第9章 二度目
互いに目を見合ったまま口付けた。
霧の立つ明けの湖面のような瞳に、カクの真黒い瞳が映る。
目を開いたまま互いの舌を絡め合うと、その先端の固さや中程のざらつき、口蓋の滑らかさと唾液の甘さに手足の指先が痺れるような快感が湧いた。
冷静だった頭が見る間に逆上せる。
腰を持ち上げて密着させ、丸い尻を鷲掴みする。ラビュルトの瞼が震え、煙った目が閉じかかった。
「閉じるな。寂しいなる」
瞼に口をのせて呟くと、睫が持ち上がって唇をくすぐった。耳朶を食んで掌に収まる胸に手を這わせる。立ち上がった乳首が熱い掌に湿った感触で擦れて、ラビュルトが息を吐いた。
「・・・ふぅ・・・んぅ・・・」
大きく首筋に吸い付いて歯を立てる。ラビュルトが膝を立てて我から腰を押し付けて来た。
押し返して答えながら付け根からしだくように胸を揉み上げると、鼻にかかった吐息が漏れる。

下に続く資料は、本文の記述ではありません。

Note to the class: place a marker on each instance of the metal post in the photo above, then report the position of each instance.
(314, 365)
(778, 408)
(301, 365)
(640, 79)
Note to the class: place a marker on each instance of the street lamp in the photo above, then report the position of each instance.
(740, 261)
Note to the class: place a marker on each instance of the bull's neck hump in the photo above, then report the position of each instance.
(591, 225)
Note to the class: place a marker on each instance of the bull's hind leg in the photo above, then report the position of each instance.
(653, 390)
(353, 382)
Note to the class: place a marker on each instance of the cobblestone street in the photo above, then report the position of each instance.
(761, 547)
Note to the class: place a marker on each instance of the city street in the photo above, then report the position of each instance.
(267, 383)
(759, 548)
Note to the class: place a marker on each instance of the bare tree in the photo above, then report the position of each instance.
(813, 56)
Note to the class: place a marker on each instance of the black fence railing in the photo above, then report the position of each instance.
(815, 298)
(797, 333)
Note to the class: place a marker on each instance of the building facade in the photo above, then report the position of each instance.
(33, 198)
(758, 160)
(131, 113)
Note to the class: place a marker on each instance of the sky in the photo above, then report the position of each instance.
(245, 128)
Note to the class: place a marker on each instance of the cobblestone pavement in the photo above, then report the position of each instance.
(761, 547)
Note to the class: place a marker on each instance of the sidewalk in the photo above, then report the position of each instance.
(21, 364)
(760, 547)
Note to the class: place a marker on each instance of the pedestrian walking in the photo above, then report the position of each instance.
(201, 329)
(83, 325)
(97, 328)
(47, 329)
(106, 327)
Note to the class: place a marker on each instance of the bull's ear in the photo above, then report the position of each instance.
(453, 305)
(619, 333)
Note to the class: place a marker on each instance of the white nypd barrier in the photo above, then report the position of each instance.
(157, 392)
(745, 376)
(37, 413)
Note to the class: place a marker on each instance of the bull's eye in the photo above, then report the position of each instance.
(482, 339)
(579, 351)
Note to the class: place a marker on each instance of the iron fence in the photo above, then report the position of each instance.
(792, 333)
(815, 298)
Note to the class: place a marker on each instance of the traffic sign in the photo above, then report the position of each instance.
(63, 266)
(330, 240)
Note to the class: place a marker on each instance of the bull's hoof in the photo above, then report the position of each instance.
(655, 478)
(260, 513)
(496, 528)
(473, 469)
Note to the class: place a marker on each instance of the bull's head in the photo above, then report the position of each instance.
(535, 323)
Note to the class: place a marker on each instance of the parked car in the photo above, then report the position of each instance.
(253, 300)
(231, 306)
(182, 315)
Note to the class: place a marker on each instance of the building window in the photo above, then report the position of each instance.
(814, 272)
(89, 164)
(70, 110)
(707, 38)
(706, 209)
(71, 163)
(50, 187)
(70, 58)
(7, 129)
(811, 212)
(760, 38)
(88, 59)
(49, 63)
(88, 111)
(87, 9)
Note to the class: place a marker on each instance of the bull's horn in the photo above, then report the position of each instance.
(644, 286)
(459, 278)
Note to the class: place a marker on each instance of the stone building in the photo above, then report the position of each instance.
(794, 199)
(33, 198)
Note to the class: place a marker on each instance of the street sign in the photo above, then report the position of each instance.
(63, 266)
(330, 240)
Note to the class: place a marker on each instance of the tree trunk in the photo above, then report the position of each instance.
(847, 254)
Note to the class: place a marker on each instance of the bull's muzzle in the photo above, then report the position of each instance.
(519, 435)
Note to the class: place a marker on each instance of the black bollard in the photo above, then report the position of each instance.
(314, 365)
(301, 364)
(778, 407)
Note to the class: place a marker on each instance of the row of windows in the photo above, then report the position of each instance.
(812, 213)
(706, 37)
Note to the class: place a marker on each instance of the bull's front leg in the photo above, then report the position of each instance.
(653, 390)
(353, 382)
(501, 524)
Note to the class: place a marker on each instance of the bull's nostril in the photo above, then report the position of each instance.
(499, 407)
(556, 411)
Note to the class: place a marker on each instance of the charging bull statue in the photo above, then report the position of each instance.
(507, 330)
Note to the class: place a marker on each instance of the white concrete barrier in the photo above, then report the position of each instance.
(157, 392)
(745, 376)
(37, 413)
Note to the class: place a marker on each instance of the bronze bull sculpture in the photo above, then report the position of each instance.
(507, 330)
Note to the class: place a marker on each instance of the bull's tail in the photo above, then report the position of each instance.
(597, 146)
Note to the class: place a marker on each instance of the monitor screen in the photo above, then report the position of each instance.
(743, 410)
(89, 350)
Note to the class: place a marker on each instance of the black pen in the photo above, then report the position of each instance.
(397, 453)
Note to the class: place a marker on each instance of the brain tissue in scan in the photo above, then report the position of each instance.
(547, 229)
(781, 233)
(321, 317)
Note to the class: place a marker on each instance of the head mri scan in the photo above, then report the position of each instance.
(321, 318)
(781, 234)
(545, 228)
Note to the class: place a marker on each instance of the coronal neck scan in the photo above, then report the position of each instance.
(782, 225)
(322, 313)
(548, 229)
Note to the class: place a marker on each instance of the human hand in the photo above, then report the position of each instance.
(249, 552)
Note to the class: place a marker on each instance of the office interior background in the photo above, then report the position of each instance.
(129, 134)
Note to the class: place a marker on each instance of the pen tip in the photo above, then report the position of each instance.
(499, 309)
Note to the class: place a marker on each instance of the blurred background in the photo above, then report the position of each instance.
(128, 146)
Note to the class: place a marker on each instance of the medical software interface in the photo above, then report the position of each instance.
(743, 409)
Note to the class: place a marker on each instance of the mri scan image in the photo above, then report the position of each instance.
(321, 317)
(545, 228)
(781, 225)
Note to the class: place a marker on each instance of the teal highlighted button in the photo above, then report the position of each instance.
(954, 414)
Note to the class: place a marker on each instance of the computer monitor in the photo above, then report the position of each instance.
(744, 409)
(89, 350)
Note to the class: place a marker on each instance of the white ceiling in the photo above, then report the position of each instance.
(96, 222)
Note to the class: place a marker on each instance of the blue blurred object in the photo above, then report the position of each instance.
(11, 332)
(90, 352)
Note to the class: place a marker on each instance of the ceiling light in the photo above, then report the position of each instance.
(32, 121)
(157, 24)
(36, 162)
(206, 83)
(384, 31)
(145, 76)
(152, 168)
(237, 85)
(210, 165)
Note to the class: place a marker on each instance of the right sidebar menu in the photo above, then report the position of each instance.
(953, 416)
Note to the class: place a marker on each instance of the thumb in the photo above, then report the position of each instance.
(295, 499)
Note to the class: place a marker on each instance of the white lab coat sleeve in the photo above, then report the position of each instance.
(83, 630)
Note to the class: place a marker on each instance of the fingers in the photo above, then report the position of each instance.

指の股に乳首を挟んで刺激しながら、なおも柔やわと揉み続けるとラビュルトの瞼が再び閉じかかってひくひくと震えた。
「は・・・あぁ・・・」
愛おしい。
もっと、もっとじゃ。
カクは湿り始めたラビュルトの胸に舌を這わせた。きめの細かい肌が舌に心地よく、唾液腺が刺激された。
食いもんでのうても涎が出るんじゃな・・・
いや、食いもんなのか。矢張り食ってしまいたいものな。
乳首を口に含み舌先で押し潰すように円を描く。
「は、あッ・・・んん・・・ぅ」
ラビュルトがカクの頭を掻き抱いた。
腰がまた浮き上がり、長い足がもどかしげに絡んで来た。
擦れ合う腰の感触に己が膨れ上がっていくのがわかる。
不意に腰と腰の隙間に、スルリとラビュルトの手が滑り込んだ。
慮外の動きに戸惑う暇もなく、初めての刺激にカクの肩が跳ねた。
「な、何の真似じゃ・・・ッ」
思わず腰を浮かしたカクを、ラビュルトのもう片手が捕らえる。
潤んだ瞳に笑みが浮かんでいる。
「こういうヤり方もあるのよ」
掠れ声で囁き、驚いて体を起こしたカクの腰にラビュルトは顔を寄せた。
・・・ぅわ・・・
ぬるりと呑み込まれ、ざらりと舐め上げられて、背骨に痺れが走る。